In existence since 2007 and having released two self-funded albums, Total Victory have operated below the radar, with a sound far removed from the latest NME pet project. Mainstream acclaim may so far have eluded the Greater Manchester 5 piece but for anybody that has had the pleasure of catching them live the experience will live long in the memory. This brings us to the bands recent exploits in France and the inspiration behind the recently released Tour EP. (You can read all about the said tour here)
The EP features three new tracks and two live recordings, up first is new track Arnhem, named after an unassuming Dutch city made famous by a World War II battle for a key bridge that ultimately ended in defeat for the allies. The incessant beat of the track pounds out a rhythm for the repetitive vocals and eerie guitars to overlay and build, interspersed by blasts of white noise to create a dark atmosphere that gathers momentum, vocals turning into a mantra, the pace getting more frenzied, guitars howling to reach a crescendo before spitting you out of the other side, dazed and confused. The classic Total Victory formula!
The second new track is House Of Lords an altogether different affair with a dark, brooding bass line that menacingly grinds away creating a grungy funeral march atmosphere, the melancholic deep baritone vocals adding to the heavy appraisive soundscape. Not for the faint-hearted! Up next is a live recording of Fiat Lux, the opening track from the bands first album The Pyramid of Privilege a firm favourite that encapsulates just what Total Victory are about, uplifting moments of melody contrasting with white noise, rage, emotion and pure energy.

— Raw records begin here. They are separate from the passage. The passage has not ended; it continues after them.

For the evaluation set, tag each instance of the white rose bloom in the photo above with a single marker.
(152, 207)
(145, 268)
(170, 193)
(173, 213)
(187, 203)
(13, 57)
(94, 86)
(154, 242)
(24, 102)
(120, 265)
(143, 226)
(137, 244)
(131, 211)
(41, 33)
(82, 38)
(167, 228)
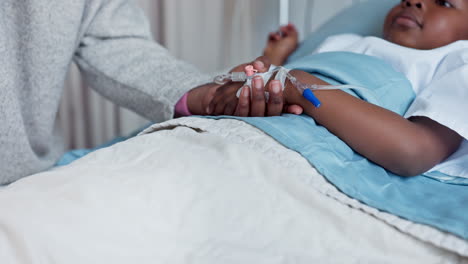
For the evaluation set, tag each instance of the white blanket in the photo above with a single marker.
(202, 191)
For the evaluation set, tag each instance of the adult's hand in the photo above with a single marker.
(252, 102)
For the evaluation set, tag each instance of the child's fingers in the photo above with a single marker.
(243, 106)
(294, 109)
(275, 102)
(209, 98)
(262, 64)
(258, 97)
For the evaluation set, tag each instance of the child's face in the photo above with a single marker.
(427, 24)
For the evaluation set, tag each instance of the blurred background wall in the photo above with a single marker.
(211, 34)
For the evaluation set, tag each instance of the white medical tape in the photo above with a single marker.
(281, 75)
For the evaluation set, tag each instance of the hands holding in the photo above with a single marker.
(214, 99)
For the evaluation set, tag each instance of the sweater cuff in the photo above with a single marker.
(181, 108)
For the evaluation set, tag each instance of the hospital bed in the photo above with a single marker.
(196, 190)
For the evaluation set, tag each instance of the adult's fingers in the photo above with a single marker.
(258, 97)
(262, 64)
(294, 109)
(209, 98)
(275, 101)
(243, 106)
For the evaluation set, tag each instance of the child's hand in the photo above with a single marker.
(252, 102)
(281, 44)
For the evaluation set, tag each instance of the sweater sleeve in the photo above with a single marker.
(120, 60)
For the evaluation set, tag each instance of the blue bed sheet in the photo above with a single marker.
(419, 199)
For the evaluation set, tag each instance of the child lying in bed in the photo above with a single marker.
(424, 41)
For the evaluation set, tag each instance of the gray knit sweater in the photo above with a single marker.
(111, 43)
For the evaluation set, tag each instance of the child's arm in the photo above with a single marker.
(281, 44)
(405, 147)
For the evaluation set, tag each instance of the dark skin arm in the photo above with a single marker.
(404, 147)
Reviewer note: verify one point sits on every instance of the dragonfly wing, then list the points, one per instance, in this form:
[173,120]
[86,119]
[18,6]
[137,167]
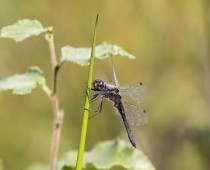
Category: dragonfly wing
[135,115]
[136,92]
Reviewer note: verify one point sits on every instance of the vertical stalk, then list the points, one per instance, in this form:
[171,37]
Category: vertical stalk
[58,115]
[87,104]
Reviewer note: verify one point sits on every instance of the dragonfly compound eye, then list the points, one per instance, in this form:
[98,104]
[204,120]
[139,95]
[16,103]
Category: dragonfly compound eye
[98,84]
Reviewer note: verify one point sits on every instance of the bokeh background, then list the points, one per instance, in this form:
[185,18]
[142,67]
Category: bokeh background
[171,41]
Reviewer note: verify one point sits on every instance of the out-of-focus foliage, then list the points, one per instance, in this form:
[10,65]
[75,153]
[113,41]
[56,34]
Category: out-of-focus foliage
[170,40]
[81,56]
[22,29]
[1,165]
[23,83]
[109,155]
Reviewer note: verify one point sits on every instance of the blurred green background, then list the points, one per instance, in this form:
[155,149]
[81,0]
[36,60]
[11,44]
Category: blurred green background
[171,41]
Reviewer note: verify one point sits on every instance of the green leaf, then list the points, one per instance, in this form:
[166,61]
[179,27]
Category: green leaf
[38,166]
[23,83]
[22,29]
[81,56]
[112,155]
[1,165]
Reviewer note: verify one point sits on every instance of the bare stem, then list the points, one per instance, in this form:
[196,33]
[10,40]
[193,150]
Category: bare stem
[58,115]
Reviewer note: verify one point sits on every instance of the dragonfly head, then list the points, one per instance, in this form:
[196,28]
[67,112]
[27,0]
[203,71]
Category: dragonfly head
[98,85]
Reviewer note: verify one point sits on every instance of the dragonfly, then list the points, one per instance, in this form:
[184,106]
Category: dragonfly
[125,101]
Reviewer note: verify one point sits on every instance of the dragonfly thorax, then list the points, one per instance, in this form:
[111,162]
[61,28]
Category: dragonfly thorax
[99,85]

The third new track is Golden Calf and is the most accessible track on the EP, with a classic alt-rock guitar sound that has a great change-up into the chorus. Total Victory writing a catchy up-beat little number – surely not?? The final track is another live recording and traditional set closer of a Total Victory gig, King of Discipline from the second album National Service. The feedback and effects laden guitars cut a sharp backdrop against a beat that rises and falls incomprehensibly, vocals delivered by a singer completely taken by the music, the whole thing on the verge of a brilliant chaos before breaking into a marching band beat and a chant of “It’s war, disarm me and put me in the army” building again with guitars ringing out unremittingly, the pace frantic, the chant continuing over and over before dropping back to the rhythm and finally just the chant.
The Tour EP may be the last we hear of Total Victory for a while, as band members get on with matters in the real world. It would be a real shame if we didn’t see more of Total Victory as it is bands like them, refusing to conform and prepared to take risks that push music forward, whether it wants to or not!